Beit Hanoun was also surrounded by agricultural land used for produce, but satellite images showed that those have been obliterated as well, making them a significant part of the 39% of agricultural lands in north Gaza that “Israel” destroyed.
An entire neighborhood, consisting of 150 residential buildings has been pulverized. This includes the Balsam Hospital and local schools, including a United Nations one, while the main hospital, Beit Hanoun Hospital, was severely damaged.
Moreover, the local cemetery was razed by bulldozers, and one of the oldest mosques, Umm al-Nasr, dating back to 1239, was also damaged.
Al-Zahra was home to 5,000 Palestinians before the genocide and was regarded as one of Gaza’s wealthiest neighborhoods.
Within its northern infrastructure were universities, tower blocks, and a large wastewater treatment plant. “Israel” destroyed everything and forged new bulldozed roads over the ravaged ones for the transportation of IOF soldiers.

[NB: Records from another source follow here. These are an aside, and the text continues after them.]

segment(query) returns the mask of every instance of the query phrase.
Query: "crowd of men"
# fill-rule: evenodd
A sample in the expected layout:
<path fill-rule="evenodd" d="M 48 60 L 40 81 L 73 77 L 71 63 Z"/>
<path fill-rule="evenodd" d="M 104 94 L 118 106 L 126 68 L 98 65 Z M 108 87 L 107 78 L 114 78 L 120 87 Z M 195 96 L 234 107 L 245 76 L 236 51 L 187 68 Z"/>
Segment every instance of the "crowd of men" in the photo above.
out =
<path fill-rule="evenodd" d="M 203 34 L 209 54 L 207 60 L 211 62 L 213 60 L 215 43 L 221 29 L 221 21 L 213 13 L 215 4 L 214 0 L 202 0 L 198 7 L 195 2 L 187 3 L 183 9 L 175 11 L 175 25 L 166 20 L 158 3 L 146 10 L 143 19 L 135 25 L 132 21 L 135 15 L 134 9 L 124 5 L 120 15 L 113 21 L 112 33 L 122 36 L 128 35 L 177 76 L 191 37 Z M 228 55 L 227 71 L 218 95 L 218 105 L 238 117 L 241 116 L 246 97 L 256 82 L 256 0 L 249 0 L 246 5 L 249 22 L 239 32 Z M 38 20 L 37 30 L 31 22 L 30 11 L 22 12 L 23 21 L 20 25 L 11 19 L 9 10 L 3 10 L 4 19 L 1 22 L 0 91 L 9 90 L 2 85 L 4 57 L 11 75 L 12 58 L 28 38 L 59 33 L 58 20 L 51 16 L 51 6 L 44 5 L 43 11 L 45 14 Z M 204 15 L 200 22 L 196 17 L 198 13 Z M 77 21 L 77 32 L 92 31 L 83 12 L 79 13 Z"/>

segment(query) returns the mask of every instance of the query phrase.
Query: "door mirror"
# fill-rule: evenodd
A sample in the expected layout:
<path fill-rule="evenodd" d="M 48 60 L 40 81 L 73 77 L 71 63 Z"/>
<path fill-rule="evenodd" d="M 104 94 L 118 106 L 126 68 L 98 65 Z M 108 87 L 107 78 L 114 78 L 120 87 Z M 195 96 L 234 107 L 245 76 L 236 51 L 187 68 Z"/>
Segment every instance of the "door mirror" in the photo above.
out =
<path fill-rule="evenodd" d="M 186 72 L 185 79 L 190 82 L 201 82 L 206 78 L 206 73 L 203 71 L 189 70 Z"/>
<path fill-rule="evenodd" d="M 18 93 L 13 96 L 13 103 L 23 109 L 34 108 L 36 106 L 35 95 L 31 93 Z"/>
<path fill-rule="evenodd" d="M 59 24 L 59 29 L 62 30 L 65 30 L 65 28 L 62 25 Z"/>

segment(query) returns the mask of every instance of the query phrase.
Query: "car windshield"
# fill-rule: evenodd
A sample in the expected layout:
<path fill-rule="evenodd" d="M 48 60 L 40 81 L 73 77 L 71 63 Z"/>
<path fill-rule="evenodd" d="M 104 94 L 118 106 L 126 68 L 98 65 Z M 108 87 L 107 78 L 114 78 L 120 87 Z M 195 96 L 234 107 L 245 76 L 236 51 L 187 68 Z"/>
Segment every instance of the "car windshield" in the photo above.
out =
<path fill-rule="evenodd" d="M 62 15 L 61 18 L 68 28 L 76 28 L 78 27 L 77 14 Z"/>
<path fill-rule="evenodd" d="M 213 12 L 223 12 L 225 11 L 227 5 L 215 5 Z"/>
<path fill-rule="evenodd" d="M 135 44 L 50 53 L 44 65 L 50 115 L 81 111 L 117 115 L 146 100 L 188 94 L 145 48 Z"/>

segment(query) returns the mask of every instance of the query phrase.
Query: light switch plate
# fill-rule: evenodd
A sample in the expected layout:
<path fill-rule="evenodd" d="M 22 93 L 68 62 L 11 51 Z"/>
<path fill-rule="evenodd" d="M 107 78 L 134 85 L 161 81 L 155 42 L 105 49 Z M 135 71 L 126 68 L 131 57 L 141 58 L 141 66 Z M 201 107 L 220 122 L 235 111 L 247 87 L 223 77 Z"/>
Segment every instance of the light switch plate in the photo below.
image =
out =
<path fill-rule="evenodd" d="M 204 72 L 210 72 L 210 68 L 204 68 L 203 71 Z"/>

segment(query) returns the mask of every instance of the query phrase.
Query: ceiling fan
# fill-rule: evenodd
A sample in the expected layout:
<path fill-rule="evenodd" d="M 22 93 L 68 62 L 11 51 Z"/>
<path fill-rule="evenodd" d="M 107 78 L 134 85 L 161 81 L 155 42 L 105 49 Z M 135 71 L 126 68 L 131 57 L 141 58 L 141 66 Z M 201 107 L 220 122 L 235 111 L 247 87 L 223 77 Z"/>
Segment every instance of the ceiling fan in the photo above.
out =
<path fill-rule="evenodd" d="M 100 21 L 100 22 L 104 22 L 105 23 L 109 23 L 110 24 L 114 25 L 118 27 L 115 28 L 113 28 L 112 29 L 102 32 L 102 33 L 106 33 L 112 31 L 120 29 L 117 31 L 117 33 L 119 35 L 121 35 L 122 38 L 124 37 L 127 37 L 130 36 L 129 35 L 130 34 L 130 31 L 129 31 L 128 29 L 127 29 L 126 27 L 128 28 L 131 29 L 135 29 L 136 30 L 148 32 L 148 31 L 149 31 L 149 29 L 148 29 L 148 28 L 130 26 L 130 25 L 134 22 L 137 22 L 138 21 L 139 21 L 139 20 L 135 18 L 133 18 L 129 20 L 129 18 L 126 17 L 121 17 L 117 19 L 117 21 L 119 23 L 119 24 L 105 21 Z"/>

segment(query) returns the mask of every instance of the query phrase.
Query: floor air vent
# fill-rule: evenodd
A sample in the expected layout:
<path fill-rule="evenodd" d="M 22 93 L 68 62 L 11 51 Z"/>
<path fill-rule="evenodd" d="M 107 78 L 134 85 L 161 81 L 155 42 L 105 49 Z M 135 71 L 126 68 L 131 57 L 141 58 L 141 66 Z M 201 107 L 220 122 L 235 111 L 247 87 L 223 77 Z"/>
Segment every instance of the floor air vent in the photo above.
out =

In its east is al-Mughraqa neighborhood, which has seen relentless Israeli bombardment that left nothing but a visible crater where a building once stood.
The Turkish Palestinian Friendship Hospital stood in al-Zahra as well, but several of its departments had been bombed, and the roads leading to it are riddled with large holes where Israeli bombs exploded.
Al-Zahra’s three universities were also targeted by “Israel”. Al-Israa University was detonated by “Israel” in documented deliberation.
Over 3,000 Palestinian civilians resided in the tower blocks of al-Zahra, all of which were decimated to the ground.
Khan Yunis is Gaza’s main city and was sold as a “safe zone” by the IOF, who encouraged Palestinian civilians to evacuate there for safety but ambushed and bombed them and the town.
Among the destroyed infrastructure were residential buildings, schools, sports compounds, mosques, pharmacies, kindergartens, agricultural fields, and greenhouses. To be specific, over 100 greenhouses were bombed, leaving only large craters behind.
Khan Yunis also had a refugee camp that sheltered at least 41,000 people back in 2017 after they were forcibly expelled from their homes. The camp was also targeted by the IOF, resulting in damage to UN shelters and schools, as well as its hospital.
What is domicide?
By definition, domicide is “the planned, deliberate destruction of someone’s home, causing suffering to the dweller.”
Scholars have opted to use this word when describing the Israeli conduct in Gaza, saying the forced displacement of Palestinians and the bombing of different infrastructure, which renders most neighborhoods and towns uninhabitable, not just buildings and homes, is a direct consequence of the practice of “domicide”.
What “Israel” has been doing is a full-blown attack on Gaza to rid it of its rightful residents, either by killing them or by forcing them to evacuate to nearby countries, such as Egypt.
The scale of destruction adds to the fact. Balakrishnan Rajagopal, the UN special rapporteur on the right to adequate housing, said, “Gaza’s destruction is far worse in terms of the scale, ferocity and impact when compared to Ukraine, Syria or other conflicts.”
Ammar Azzouz, a research fellow at the University of Oxford and author of a book on domicide, also said, “Domicide’s impact unfolds with time. Its pain spreads not only across those who lost their homes in Gaza but also for those whose homes remain intact as their wider infrastructure has been targeted.”
He also pointed out how The Guardian‘s investigation and the footage obtained show the weaponization of Gaza’s architecture and infrastructure by “Israel” to create unsuitable and uninhabitable spaces, as well as its heritage sites to erase its identity.
Other scholars mentioned how the destruction of these towns and cities kills any sense of life, which might push people away.
He then added, “The destruction of homes plays a key role in both the displacement – communities cannot return if they have no home to return to – and the destruction of communities, as homes are destroyed and families displaced so all the things that make a community cohesive are destroyed and they are scattered to many different places.”
Marin Coward, professor of international politics at Queen Mary University of London, said, “If you can’t shop or learn, you can’t form a sense of belonging or call a place home.”